Firms considering IPOs advised to prepare for lawsuitsPosted On: Dec. 3, 2018 12:00 AM CST
Measures firms can take to avoid becoming the focus of the increased initial public offering litigation being filed in more plaintiff-friendly state court include developing a relationship early with their directors and officers liability insurers.
“We’re advising our clients, among other things, to prepare in advance to start looking into D&O insurance as early as possible in the process of deciding to go public,” said Sarah Downey, New York-based FINPRO and D&O product leader for Marsh USA Inc.

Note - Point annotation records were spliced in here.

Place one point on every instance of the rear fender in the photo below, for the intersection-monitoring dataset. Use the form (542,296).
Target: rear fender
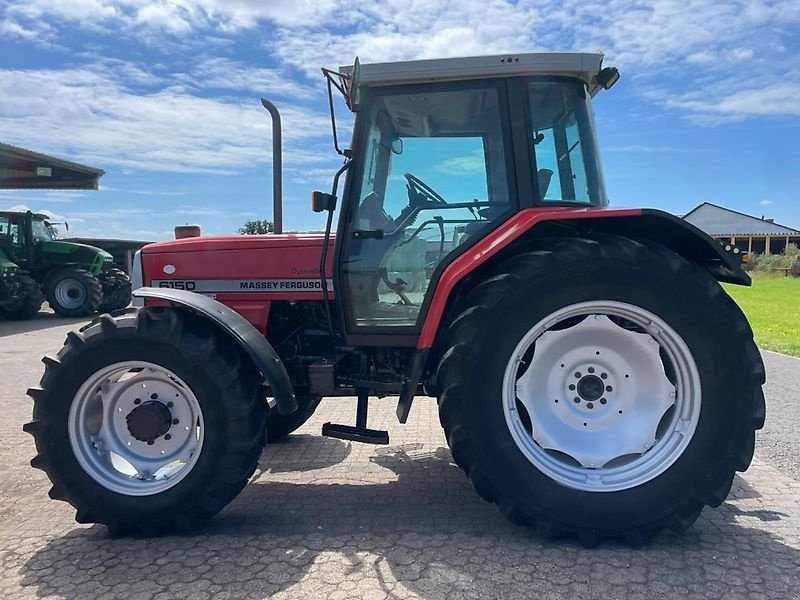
(240,330)
(644,224)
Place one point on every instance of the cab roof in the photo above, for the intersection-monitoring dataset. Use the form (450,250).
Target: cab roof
(583,66)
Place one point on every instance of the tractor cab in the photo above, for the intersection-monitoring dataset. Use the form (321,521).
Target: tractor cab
(445,150)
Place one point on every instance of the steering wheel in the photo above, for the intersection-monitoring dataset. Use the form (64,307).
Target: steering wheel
(418,191)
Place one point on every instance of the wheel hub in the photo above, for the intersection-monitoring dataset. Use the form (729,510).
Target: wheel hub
(590,388)
(149,421)
(588,400)
(136,428)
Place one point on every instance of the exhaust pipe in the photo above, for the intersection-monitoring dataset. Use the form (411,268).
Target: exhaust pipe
(277,167)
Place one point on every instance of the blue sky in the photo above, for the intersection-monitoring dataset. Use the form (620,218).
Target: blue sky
(164,95)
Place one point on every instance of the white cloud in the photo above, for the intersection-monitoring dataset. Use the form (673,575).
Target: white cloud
(780,98)
(96,118)
(463,165)
(685,45)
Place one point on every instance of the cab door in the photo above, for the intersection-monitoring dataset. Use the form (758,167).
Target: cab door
(432,176)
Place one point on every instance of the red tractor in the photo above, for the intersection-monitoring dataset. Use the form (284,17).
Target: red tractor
(593,377)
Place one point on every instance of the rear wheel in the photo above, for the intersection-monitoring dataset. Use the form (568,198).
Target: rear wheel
(147,421)
(601,388)
(74,293)
(28,303)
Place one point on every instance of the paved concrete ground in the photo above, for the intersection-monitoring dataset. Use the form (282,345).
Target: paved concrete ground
(329,519)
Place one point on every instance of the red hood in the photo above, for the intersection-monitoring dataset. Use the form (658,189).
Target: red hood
(237,242)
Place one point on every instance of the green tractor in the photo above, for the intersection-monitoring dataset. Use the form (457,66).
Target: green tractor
(76,279)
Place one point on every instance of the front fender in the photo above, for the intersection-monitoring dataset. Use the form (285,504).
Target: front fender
(237,327)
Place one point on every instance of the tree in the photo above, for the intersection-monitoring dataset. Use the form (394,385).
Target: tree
(257,227)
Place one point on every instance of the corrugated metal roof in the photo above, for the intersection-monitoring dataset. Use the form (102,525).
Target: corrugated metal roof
(21,168)
(721,221)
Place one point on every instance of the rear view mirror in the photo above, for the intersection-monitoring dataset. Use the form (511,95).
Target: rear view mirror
(320,201)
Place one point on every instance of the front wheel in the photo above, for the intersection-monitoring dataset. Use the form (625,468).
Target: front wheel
(74,293)
(601,388)
(147,421)
(27,302)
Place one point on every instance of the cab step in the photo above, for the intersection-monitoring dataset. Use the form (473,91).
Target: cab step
(359,433)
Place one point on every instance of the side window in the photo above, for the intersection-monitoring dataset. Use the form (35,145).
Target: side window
(434,177)
(559,145)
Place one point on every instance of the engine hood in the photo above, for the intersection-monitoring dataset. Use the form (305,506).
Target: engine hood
(237,242)
(71,251)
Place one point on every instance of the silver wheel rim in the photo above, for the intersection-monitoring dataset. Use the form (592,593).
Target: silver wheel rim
(103,428)
(588,401)
(70,293)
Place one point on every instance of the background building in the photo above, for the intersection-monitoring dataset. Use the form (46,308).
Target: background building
(746,232)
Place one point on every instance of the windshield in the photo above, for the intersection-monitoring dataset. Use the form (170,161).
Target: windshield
(42,231)
(434,175)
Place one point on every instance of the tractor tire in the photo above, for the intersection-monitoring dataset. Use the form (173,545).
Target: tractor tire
(279,426)
(600,388)
(148,421)
(29,303)
(74,293)
(119,296)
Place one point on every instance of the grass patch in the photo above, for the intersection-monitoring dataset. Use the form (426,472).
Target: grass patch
(772,306)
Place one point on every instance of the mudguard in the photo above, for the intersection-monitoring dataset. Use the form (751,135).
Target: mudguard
(248,337)
(676,234)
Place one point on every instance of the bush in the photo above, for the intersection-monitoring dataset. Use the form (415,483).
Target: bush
(765,263)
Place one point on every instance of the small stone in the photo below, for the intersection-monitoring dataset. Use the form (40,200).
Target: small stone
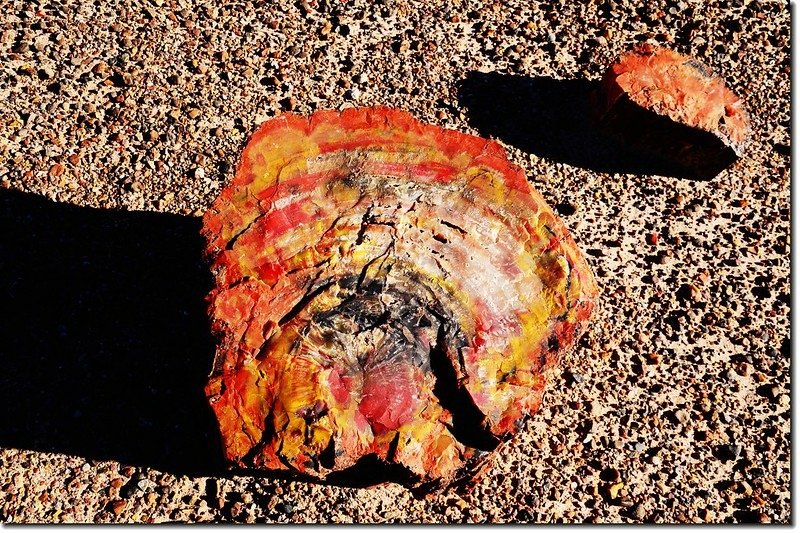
(41,42)
(682,416)
(637,512)
(56,170)
(613,490)
(661,102)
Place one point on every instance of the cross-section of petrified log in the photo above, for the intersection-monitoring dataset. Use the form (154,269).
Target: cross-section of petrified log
(385,289)
(671,105)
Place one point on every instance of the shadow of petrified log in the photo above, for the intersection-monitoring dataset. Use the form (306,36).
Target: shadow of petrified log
(553,119)
(104,341)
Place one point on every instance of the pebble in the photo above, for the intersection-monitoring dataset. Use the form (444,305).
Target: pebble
(108,72)
(118,506)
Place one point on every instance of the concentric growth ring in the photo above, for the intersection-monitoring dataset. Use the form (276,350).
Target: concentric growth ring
(385,288)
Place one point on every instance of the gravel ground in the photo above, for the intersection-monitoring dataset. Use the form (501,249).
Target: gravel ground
(120,122)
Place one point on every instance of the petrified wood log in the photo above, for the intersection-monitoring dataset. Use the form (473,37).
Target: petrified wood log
(673,106)
(385,289)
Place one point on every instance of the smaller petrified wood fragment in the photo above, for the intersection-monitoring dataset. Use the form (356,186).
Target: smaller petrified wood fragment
(386,289)
(670,105)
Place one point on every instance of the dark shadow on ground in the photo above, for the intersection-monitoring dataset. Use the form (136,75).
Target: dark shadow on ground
(551,119)
(104,338)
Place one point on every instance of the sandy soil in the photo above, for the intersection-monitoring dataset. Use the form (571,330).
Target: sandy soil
(121,121)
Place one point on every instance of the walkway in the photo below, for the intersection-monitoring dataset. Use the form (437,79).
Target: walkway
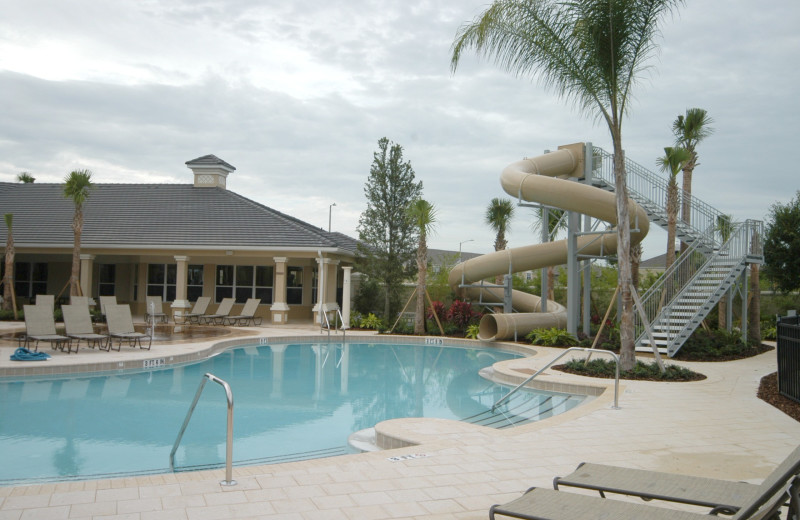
(715,428)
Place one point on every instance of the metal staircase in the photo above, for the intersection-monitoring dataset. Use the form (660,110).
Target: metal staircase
(684,295)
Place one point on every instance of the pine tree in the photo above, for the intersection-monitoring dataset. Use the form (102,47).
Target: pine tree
(386,233)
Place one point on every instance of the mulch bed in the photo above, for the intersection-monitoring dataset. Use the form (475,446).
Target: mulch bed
(768,392)
(630,377)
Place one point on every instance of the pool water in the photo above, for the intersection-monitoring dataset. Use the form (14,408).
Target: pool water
(291,402)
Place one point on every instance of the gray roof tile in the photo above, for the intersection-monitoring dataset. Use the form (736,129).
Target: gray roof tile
(138,215)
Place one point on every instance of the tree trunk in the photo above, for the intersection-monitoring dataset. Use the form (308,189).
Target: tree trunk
(626,333)
(8,279)
(754,309)
(636,258)
(74,279)
(672,217)
(686,206)
(500,244)
(422,271)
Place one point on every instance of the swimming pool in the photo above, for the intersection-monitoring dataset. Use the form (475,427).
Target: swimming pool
(292,402)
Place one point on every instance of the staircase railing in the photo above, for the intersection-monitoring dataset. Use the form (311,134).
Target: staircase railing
(658,300)
(644,185)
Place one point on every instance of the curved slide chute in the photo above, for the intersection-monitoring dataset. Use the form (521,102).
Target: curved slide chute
(544,180)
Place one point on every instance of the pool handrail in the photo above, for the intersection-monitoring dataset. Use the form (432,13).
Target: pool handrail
(229,442)
(326,325)
(548,365)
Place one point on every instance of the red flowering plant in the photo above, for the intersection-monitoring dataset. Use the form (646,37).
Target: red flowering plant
(461,314)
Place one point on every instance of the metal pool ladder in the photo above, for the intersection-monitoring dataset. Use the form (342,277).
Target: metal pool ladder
(229,445)
(571,349)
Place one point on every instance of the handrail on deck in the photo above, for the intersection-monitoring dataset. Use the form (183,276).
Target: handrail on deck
(229,443)
(327,324)
(584,349)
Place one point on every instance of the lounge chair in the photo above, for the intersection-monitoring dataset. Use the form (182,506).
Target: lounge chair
(547,504)
(48,300)
(723,496)
(105,301)
(120,326)
(79,300)
(155,310)
(41,326)
(79,327)
(222,313)
(758,501)
(248,315)
(199,309)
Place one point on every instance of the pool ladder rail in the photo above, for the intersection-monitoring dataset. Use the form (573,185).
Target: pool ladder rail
(325,323)
(229,443)
(548,365)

“Start as a private company to work with D&O insurers to start a relationship … knowing you’re eventually going to go public,” Ms. Downey said.

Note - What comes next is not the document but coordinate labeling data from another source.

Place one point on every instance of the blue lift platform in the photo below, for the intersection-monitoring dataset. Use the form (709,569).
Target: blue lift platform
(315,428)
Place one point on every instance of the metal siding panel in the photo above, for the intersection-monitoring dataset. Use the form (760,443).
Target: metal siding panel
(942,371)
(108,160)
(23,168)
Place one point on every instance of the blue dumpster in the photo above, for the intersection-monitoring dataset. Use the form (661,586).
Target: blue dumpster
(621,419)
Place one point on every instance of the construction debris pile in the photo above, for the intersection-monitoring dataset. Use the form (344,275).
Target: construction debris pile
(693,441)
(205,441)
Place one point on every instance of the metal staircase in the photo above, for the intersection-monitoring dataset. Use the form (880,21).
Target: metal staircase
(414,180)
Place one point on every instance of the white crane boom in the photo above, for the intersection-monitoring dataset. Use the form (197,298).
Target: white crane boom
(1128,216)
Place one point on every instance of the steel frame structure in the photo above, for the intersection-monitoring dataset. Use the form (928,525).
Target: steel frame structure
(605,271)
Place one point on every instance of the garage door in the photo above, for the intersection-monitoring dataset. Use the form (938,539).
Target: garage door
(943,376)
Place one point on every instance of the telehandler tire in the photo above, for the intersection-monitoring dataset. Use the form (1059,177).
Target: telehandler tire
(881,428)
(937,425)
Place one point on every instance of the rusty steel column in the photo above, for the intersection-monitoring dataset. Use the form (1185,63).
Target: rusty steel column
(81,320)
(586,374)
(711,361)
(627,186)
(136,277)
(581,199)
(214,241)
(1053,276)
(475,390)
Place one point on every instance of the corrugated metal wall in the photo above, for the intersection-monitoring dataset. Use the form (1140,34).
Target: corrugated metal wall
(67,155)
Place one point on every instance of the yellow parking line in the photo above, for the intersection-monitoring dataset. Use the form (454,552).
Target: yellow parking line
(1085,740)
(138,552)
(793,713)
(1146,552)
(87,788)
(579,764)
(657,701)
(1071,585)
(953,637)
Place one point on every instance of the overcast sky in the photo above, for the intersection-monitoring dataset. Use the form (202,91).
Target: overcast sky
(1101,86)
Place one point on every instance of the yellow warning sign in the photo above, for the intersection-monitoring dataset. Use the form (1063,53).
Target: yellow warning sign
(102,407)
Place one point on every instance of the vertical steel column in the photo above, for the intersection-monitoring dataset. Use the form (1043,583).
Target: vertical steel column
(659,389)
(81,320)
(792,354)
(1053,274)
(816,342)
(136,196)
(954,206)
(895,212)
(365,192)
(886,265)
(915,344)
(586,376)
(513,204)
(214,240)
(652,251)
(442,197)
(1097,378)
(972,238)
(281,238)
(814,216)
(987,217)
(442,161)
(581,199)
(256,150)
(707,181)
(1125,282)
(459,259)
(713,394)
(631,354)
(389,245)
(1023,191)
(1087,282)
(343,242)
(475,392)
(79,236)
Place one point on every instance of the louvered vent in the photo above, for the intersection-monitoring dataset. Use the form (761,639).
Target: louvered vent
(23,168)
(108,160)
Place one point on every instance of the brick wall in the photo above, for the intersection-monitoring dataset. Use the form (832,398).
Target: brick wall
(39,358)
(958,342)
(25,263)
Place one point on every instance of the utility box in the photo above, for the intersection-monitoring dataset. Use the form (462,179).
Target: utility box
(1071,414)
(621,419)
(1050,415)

Iyan G. Alfredson, senior vice president and co-national practice leader of executive liability at Risk Strategies Inc. in Chicago, said his firm negotiates rates paid to defense counsel into the policy, “because that’s always a point of contention.”
It is just a matter of “good homework on your disclosure documents, and being really mindful” of litigation risk, said Matthew W. Close, a partner with O’Melveny & Myers LLP in Los Angeles.
However, even before the U.S. Supreme Court’s March ruling in Cyan Inc. et al. v. Beaver County Employee Retirement Fund, “most companies were aware that doing things like missing earnings shortly after an IPO was not a good thing, and even if you’re going to be sued in federal court, that was a suboptimal outcome,” said Priya Cherian Huskins, San Francisco-based senior vice president, D&O, for Woodruff-Sawyer & Co.
Delaware-incorporated companies may also be able to put a provision into their bylaws that litigation must be filed in federal court, although this tactic’s success hinges on the outcome of a case now before the Delaware Chancery Court on the issue, Matthew W. Sciabacucchi v. Matthew B. Salzberg et al. and Blue Apron Holdings Inc. et al.
Meanwhile, some defendants may find success in seeking stays in state court cases where there are parallel federal court claims, said Jason de Bretteville, a shareholder with Stradling Yocca Carlson & Rauth P.C. in Newport Beach, California.